Its hard to debug further with just the logs. Could you provide your code showing how you are creating the client and how the cancelation is happening?

see above: the cancellations are just plain vanilla gRPC call context timeouts. the gRPC client is created once, at app startup (i'm oversimplifying, but it's something that happens very rarely, say once a month). a client is expected to experience many CC state transients: some caused by app cluster server outages, some by network partitions. but also: some by app cluster servers closing connection, which they do after 60 sec of idle conn.

it is the latter flow that i suspect at the moment. AFAICT, this infinite ResolveNow() loop appears to coincide with the upstream gRPC server closing the conn (GOAWAY with no error, also reflected in the loopyWriter transport trace i mentioned above) just at the same time as the app is issuing a request on the gRPC client. coincidentally, the two sides have 60sec timers, one for closing the idle conn, the other for re-fetching some data once a minute. due to variable response timing, these coincide very rarely.

Also, do you have any back off implemented in your custom name resolver?

no. AFAICT - that would make it impossible for me to control the reconnection process to the cluster. i'm specifying the backoff and timeout params to the gRPC client itself (see reproduced in full above). as you can see, we need that reconnection to be relatively tight, time-wise, with rapid failover between the app cluster servers, one or more of which are extremely likely to be up at any given time. i have no control over when the gRPC core will call into ResolveNow(), so if gRPC core will actually follow its backoff/timeout config (which it does the overwhelming majority of time) and will call into the resolver which will introduce its own additional blocking delay, sometimes i'll end up with no delay, sometimes with compound delay of both, sometimes with a random mix of both. i need a deterministic backoff there.

@lev-lb
Copy link
Author

lev-lb commented Mar 11, 2025

Could you provide your code showing how you are creating the client and how the cancelation is happening?

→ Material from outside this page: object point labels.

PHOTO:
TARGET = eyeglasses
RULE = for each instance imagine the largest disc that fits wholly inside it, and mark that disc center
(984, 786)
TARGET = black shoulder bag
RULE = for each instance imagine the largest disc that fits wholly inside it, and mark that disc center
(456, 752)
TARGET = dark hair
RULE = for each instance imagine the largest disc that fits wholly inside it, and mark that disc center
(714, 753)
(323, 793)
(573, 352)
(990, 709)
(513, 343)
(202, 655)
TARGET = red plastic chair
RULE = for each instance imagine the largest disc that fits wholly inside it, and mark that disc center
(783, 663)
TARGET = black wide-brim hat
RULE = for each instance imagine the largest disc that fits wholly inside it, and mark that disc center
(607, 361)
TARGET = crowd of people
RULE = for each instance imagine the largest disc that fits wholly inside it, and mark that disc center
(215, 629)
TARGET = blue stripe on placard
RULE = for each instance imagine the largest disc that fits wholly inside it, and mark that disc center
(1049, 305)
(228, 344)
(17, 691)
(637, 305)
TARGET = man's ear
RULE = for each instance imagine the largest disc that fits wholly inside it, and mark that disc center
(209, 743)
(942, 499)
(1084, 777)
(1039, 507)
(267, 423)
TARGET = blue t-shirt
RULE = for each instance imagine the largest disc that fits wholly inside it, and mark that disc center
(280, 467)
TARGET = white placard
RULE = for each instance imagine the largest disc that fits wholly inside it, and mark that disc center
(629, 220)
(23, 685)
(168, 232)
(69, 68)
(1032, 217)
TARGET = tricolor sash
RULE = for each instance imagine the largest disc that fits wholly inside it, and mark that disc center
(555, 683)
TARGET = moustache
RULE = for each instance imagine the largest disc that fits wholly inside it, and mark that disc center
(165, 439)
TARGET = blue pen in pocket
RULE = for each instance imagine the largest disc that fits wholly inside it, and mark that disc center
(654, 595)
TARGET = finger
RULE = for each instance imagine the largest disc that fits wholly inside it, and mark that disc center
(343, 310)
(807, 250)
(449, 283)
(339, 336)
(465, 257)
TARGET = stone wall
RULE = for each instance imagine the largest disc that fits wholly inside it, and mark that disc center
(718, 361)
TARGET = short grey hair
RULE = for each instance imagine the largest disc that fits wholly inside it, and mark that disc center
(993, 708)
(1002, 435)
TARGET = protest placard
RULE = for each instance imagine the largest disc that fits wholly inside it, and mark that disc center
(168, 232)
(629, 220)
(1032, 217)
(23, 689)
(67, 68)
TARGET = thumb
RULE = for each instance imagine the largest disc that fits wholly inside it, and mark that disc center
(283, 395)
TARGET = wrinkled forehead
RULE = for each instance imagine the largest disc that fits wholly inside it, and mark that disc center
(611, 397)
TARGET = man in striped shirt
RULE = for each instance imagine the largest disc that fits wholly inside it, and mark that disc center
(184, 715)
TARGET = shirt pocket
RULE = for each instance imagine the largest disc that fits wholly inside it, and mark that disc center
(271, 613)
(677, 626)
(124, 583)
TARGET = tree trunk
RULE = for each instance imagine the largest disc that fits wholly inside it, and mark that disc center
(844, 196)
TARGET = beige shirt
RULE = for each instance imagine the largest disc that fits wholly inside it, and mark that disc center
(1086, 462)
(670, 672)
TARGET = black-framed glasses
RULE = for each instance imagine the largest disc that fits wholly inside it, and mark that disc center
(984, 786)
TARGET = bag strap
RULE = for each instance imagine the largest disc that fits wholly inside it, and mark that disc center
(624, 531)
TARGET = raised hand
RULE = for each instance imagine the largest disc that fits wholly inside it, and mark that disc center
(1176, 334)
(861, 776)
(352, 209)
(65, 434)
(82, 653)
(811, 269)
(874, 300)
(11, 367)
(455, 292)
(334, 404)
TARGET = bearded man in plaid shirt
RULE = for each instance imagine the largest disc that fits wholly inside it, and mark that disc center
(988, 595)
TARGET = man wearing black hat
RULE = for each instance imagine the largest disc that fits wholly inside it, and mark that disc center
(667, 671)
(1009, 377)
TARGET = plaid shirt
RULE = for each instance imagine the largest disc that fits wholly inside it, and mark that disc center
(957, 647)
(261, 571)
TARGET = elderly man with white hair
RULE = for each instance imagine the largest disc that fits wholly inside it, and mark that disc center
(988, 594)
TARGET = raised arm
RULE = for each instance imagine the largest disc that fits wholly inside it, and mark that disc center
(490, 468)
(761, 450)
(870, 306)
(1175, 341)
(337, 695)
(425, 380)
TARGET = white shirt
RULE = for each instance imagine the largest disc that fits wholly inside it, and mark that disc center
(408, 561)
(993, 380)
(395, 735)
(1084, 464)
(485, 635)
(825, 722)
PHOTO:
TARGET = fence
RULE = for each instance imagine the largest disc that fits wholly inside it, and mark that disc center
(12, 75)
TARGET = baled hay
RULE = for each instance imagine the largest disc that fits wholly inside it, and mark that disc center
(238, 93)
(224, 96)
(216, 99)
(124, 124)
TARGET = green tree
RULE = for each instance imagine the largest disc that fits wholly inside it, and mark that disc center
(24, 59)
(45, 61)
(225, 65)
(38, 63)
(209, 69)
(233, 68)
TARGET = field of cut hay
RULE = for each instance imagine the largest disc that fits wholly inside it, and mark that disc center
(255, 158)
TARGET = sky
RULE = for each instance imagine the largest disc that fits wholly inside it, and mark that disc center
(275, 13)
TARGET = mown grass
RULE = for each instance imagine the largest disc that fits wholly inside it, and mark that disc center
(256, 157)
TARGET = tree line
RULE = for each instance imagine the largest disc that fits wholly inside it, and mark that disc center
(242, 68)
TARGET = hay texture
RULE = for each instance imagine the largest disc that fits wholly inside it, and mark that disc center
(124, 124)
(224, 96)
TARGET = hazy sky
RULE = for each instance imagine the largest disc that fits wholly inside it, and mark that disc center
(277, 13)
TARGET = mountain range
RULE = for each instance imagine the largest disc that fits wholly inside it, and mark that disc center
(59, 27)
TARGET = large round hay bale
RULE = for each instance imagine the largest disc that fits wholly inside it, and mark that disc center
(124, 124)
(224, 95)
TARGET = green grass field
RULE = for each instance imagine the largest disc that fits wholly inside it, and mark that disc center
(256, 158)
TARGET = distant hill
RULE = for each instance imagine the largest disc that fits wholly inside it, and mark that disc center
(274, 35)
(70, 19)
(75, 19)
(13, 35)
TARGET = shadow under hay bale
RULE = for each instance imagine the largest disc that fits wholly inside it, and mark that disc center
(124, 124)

@purnesh42H : actually, a very old version of the code is available online, client creation is here, cancellation is just the ctx timeout on individual gRPC calls.

the app currently experiencing the issue is closed-source, but the resolver+LB+client design is the same for all practical purposes. the timings used in the app linked above are different, i have reproduced the real config used now in the ticket above.

@lev-lb
Copy link
Author

lev-lb commented Mar 11, 2025

i had another repro today. so far, i can confirm that:

  • this ResolveNow() loop appears to be consistently happening when the client happens to submit a new gRPC request just as the server is closing the connection on its side due to idle timeout.
    • it appears to be always preceded by some loopyWriter exiting with error trace, the most recent ones i'm seeing are received GOAWAY with no active streams. i might have been mistaken about the keepalive ping failed to receive ACK within timeout trace i initially pasted above in the text (the log snippet and the attached log were still correct, however). i'm guessing that just reflects the above point.
  • not every loopyWriter exiting with error: received GOAWAY with no active streams trace leads to the death loop: in most cases gRPC core appears to recover nicely, as can be seen in the original log attached above.
  • however, so far, every instance of the [core] blockingPicker: the picked transport is not ready, loop back to repick i've seen - was immediately followed by the death ResolveNow() loop, and every death loop that i have the logs for - immediately follows that trace.
  • incidentally, only the client version was upgraded to v1.70.0. the server gRPC versions this issue has been observed with so far are probably v1.61.1, v1.63.2 and v1.66.0. no tests against v1.70.0 servers were carried out (nor are possible at present).

HTH.

@purnesh42H
Copy link
Contributor

purnesh42H commented Mar 13, 2025

@lev-lb i am still trying to repro. Just to check, are you able to repro the same behavior when using dns resolver?

@lev-lb
Copy link
Author

lev-lb commented Mar 13, 2025

@purnesh42H : probably not, for a couple of reasons. for starters, i can't use the DNS resolver for the app in question, which is why it has a custom resolver to begin with.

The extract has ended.